Sunday, May 07, 2006

Day 165: Uccchhhh ... I'm Repulsed!


Taken in 1982, just before we left our upstate NY campus for a 24-hour bus ride to Spring Break in Daytona Beach. I'm the one behind the camera.

When I was a freshman in college, there were two things we loved to do above all else: eat and drink.

We felt great about the drinking. We actually kept track of how many nights in a row we got wasted the way a sports team keeps track of its consecutive wins (my personal best? 28).

The eating was another story. While we (and by "we" I mean the core group of girls) all looked forward to food - obsessing about when we would eat and what we would eat and how much we would eat - there was quite a bit of guilt involved. The fact that Katherine, Paula, Nadine and Ellen were all thin wasn't really the point - the point was that they never thought they were thin enough (to be fair, Katherine worried about such things far less than the others). I don't remember a single dining hall meal that didn't involve a running commentary about how many calories were in this, or how fattening that was, or why "I can't believe I'm about to put this in my mouth," or - my personal favorite, uttered on a daily basis as a half-eaten plate of food was shoved aside - "Uccchhhh, I'm repulsed." (The uccchhhh is actually the sound made when the back of the tongue is used to block most of the airway, and then air is forced out anyway.)

Of course, no one who said they were repulsed ever really was, and picking at the shunned food would begin moments later.
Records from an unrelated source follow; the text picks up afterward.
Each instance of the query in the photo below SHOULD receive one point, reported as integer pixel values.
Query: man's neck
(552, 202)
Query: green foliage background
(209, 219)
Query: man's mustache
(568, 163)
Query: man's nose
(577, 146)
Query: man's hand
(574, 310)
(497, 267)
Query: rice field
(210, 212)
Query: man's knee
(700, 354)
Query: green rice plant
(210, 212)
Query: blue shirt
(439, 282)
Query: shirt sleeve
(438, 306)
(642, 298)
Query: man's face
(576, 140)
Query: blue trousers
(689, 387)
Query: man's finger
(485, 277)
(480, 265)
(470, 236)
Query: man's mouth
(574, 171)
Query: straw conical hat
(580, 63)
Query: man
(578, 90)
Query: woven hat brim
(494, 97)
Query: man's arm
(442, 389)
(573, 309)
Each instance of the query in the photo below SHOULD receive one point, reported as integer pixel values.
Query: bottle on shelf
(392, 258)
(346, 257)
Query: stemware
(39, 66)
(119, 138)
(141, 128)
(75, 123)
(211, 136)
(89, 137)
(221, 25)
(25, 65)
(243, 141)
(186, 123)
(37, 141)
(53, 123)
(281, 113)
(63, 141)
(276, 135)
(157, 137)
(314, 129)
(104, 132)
That's why Paula and Nadine came up with a way to make sure they truly were repulsed - they'd destroy whatever remained of the meal by pouring soda all over it. Suddenly, french fries or a sandwich or even a salad was swimming in - what else - Tab, the era's diet drink of choice.

The only time we ever reveled in our food without complaining (or sabotaging it) was when we stopped for 1:30 a.m. pizza on the way to catch the last bus back up to campus. It was (and still is) the best pizza I've ever eaten. Twenty-four years later, I can still taste it - and I still crave it. I'm not kidding. It was that good.

Before going to college, my self-esteem had already screwed with my body image (or the other way around, maybe) to the point where I felt bulky and ungraceful. But it wasn't until my freshman year that I really understood the concept of "dieting." It was all about counting calories back then, and Paula in particular was a pro. I watched and I learned. I came to understand once and for all that being a woman would mean a lifetime of watching your weight (at best) and hardcore dieting (at worst).

I have a soft spot in my heart for my college friends, and I still keep in touch with Katherine. I have a warehouse full of memories about our four years together (we rented the most disgusting house you can imagine our senior year), but images of eating and drinking pop up again and again (and again).

In fact, just thinking about it makes me want to go have a glass of wine and eat something, but the idea of eating this late, well, you know... uccchhhh. I'm just a little bit repulsed.

But not really. Pass the soda.

1 comment:

michael.offworld said...

I'm interested in the why of the over-drinking and over-eating.

Part of my why is stress: work-stress, life-stress, any kind of stress. I don't understand the deeper sources of that anxiety though.

What is your why? Why the need to consume more than you need?

I'm not asking this for the purpose of blaming. I truly want to understand because I think many of us have the same why, buried under the houses of our lives.